Argument: The 2nd Amendment was influenced by the English Bill of Rights to confer an individual right to bear arms
The English Declaration of Rights (1689) affirmed freedom for Protestants to 'have arms for their defense suitable to their conditions and as allowed by law.' When Colonists protested British efforts to disarm their militias in the early phases of the Revolution, colonists cited the Declaration of Rights, Blackstone's summary of the Declaration of Rights, their own militia laws, and Common Law rights to self-defense. While British policy in the early phases of the Revolution clearly aimed to prevent coordinated action by the militia, there is no evidence that the British sought to restrict the traditional common law right of self-defense. Indeed, in his arguments on behalf of British troops in the Boston Massacre, John Adams invoked the common law of self-defense. Some have seen the Second Amendment as derivative of a common law right to keep and bear arms; Thomas B. McAffee & Michael J. Quinlan, writing in the North Carolina Law Review, March 1997, Page 781, have stated "... Madison did not invent the right to keep and bear arms when he drafted the Second Amendment—the right was pre-existing at both common law and in the early state constitutions."

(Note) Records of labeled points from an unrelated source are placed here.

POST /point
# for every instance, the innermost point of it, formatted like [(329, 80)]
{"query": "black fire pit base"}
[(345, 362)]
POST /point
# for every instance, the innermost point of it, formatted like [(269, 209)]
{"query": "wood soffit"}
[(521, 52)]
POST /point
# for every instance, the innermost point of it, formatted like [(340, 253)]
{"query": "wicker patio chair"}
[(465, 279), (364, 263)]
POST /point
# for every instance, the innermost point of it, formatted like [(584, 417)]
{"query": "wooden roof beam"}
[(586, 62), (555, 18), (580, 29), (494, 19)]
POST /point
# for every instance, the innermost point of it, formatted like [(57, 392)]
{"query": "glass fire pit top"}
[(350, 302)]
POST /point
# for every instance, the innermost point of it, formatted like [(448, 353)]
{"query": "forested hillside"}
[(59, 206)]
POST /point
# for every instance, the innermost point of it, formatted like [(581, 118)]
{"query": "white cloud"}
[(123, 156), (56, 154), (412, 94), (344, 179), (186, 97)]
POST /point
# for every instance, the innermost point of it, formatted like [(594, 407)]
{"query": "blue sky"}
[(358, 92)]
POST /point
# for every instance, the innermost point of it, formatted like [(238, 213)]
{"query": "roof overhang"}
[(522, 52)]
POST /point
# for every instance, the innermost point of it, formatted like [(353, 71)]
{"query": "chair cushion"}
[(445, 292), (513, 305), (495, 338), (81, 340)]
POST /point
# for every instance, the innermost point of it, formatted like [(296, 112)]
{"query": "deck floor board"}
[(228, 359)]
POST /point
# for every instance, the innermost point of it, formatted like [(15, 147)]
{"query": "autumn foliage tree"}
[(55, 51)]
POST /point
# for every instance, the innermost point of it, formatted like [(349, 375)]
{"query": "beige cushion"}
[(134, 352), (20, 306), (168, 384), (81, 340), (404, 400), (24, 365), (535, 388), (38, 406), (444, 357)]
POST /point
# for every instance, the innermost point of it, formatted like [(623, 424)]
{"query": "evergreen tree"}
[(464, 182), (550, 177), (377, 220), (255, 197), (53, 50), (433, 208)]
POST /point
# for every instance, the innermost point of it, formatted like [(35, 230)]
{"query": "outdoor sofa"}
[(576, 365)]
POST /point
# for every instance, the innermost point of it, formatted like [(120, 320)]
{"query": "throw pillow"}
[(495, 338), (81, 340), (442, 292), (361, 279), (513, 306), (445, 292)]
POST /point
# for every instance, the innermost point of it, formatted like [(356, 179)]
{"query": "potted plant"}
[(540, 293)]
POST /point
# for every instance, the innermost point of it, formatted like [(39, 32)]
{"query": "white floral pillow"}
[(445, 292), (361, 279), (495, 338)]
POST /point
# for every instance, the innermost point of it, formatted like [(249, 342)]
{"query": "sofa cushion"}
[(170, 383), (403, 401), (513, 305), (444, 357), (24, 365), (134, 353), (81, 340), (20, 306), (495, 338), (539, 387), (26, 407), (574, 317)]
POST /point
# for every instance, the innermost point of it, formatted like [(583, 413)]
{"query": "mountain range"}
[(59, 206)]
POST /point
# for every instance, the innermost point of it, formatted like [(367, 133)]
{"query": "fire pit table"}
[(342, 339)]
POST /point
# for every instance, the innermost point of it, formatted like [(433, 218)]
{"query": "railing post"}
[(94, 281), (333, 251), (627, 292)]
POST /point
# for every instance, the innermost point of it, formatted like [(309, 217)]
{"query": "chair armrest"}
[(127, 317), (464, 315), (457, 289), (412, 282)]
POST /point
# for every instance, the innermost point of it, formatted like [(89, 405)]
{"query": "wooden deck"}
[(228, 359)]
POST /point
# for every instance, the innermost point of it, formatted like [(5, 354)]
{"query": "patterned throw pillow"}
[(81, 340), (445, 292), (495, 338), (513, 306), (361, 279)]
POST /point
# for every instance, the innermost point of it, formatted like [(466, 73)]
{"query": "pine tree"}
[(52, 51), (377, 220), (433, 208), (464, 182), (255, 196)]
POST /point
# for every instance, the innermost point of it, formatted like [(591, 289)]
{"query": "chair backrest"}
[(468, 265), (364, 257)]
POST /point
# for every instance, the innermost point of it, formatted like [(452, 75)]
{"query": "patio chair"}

- General Clement. Oral arguments in DC vs. Heller. March 19th, 2008 - "I think I would point precisely to those elements of the English Bill of Rights as being relevant.
- But what I was about to say is I think what is highly relevant in considering the threshold question of whether there's an individual right here at all is that the parallel provisions in the English Bill of Rights that were borrowed over included the right to petition and the right to keep and bear arms. Both of those appear with specific parallel references to the people. They are both rights that are given to the people.
- And as this Court has made clear in Verdugo-Urquidez, that's a reference that appears throughout the Bill of Rights as a reference to the entire citizenry."